To mimic the interactions between β-CD or HP-β-CD and the cell membrane, a DPPC bilayer membrane was formed, and fluorescence polarization measurements were used to detect any change in the dynamic properties of DPPC induced by β-CD or HP-β-CD.⁴⁶ High anisotropy values indicate high membrane rigidity and low bilayer fluidity. As shown in Figure 12A, β-CD and HP-β-CD did not change the membrane fluidity when compared to the DPPC bilayer.

Figure 12 (A) DPH anisotropy values of the DPPC bilayer membrane, containing either β-CD or HP-β-CD. (B) Effects of β-CD and HP-β-CD on Pgp ATPase activity.

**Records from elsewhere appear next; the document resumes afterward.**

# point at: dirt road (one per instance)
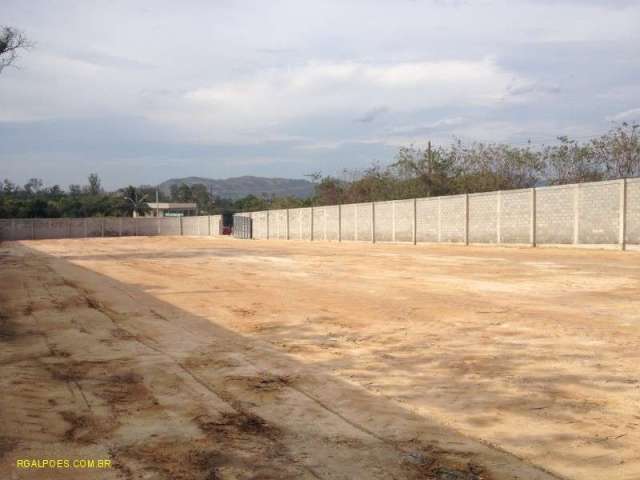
(200, 358)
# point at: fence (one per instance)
(603, 214)
(44, 228)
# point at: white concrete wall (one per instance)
(597, 213)
(592, 214)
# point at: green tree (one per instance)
(135, 201)
(95, 186)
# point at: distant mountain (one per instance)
(239, 187)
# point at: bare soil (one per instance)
(202, 358)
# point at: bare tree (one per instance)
(12, 41)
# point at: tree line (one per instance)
(415, 172)
(483, 167)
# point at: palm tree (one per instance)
(136, 203)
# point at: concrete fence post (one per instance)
(268, 227)
(576, 214)
(622, 222)
(287, 211)
(339, 222)
(498, 214)
(393, 220)
(355, 222)
(324, 222)
(414, 232)
(532, 224)
(373, 222)
(440, 219)
(466, 219)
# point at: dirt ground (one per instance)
(203, 358)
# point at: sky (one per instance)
(141, 91)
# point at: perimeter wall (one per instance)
(588, 214)
(42, 228)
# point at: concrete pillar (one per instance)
(287, 211)
(498, 213)
(532, 224)
(414, 232)
(300, 237)
(622, 221)
(355, 222)
(393, 220)
(576, 214)
(466, 219)
(339, 222)
(324, 222)
(440, 219)
(373, 222)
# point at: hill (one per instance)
(238, 187)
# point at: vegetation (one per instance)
(11, 42)
(416, 172)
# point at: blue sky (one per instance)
(140, 91)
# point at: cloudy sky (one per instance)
(140, 91)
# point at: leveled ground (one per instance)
(200, 358)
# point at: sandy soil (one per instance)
(200, 358)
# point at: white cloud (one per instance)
(633, 114)
(273, 96)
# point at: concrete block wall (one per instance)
(196, 225)
(348, 222)
(483, 217)
(516, 210)
(596, 213)
(403, 220)
(632, 217)
(428, 219)
(598, 218)
(50, 228)
(555, 214)
(383, 220)
(591, 214)
(453, 219)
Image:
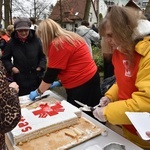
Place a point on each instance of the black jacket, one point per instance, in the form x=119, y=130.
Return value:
x=26, y=56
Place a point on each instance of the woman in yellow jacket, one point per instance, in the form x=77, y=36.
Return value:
x=128, y=36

Notes: *P < 0.05, **P < 0.001, significantly different from the basal Pgp ATPase activity.

Abbreviations: DPH, 6-diphenyl-1,3,5-hexatriene; DPPC, 1,2-dipalmitoyl-sn-glycero- 3-phosphocholine; Pgp ATPase, P-glycoprotein adenosine triphosphatase; β-CD, beta-cyclodextrin; HP-β-CD, hydroxypropyl-beta-cyclodextrin.

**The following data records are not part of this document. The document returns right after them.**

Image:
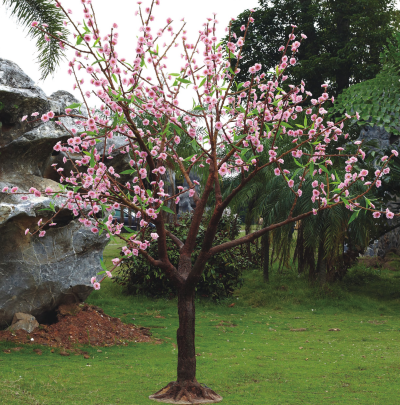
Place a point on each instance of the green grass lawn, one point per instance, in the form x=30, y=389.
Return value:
x=247, y=353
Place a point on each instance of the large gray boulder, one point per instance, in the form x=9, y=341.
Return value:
x=37, y=274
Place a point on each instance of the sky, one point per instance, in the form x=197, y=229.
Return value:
x=20, y=48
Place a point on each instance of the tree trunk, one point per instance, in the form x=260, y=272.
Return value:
x=185, y=338
x=321, y=263
x=266, y=257
x=300, y=248
x=186, y=390
x=309, y=257
x=130, y=218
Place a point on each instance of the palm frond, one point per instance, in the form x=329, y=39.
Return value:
x=49, y=52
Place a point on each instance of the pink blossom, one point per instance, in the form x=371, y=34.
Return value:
x=389, y=214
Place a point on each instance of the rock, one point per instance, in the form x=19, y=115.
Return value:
x=37, y=274
x=23, y=321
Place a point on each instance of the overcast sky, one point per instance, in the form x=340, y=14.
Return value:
x=15, y=45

Pgp is an ATP-dependent efflux pump; therefore, Pgp ATPase activity plays an important role in the mechanisms of Pgp inhibition.⁴⁷ The influences of β-CD and HP-β-CD on the ATPase activity of Pgp were measured using recombinant human Pgp membranes (Figure 12B). Verapamil, a known substrate of Pgp, stimulated Pgp ATPase activity. Icariin alone stimulated the basal Pgp ATPase activity and inhibited the verapamil-stimulated Pgp ATPase activity. These results suggest that icariin is a substrate of Pgp, and competitively interacts at the drug-binding site of Pgp. β-CD and the icariin/β-CD inclusion complex did not alter the Pgp ATPase activity, while HP-β-CD and the icariin/HP-β-CD inclusion complex significantly inhibited the Pgp ATPase activity. HP-β-CD might reduce the use of ATP by Van der Waals forces or hydrophobic interactions between HP-β-CD chains and the ATP binding site, or through steric perturbation, which blocks an allosteric site relevant for Pgp activity.

Conclusion

The molecular association of icariin with β-CD and HP-β-CD was determined. The phase-solubility profile indicated that the icariin/HP-β-CD inclusion complex showed the highest solubility, followed by the icariin/β-CD inclusion complex, and then icariin alone. The ¹H NMR spectroscopy and molecular modeling studies revealed that the phenoxymethyl fragment of icariin was held within the lipophilic nanocavity of β-CD or HP-β-CD. Results obtained by DSC, XRD, and SEM supported the complex formation in solid phase. The intestinal transport of icariin was Pgp-dependent. The icariin/β-CD inclusion complex improved the intestinal absorption of icariin by enhancing solubility, while the icariin/HP-β-CD inclusion complex both enhanced solubility and inhibited the Pgp efflux pump. Unlike other Pgp inhibitors, the icariin/HP-β-CD inclusion complex does not alter membrane fluidity; rather, its inhibitory action is due to its effect on Pgp ATPase activity.

Acknowledgments

This work was financed by the National Natural Science Foundation of China (No 30570495 and 81173469), and by the Program for New Century Excellent Talents in University (No NCET-09-0899). We thank the Institute of Materia Medica, the Chinese Academy of Medical Sciences, and the Peking Union Medical College for performing the 2D ROESY NMR spectroscopies.

Disclosure

The authors report no conflicts of interest in this work.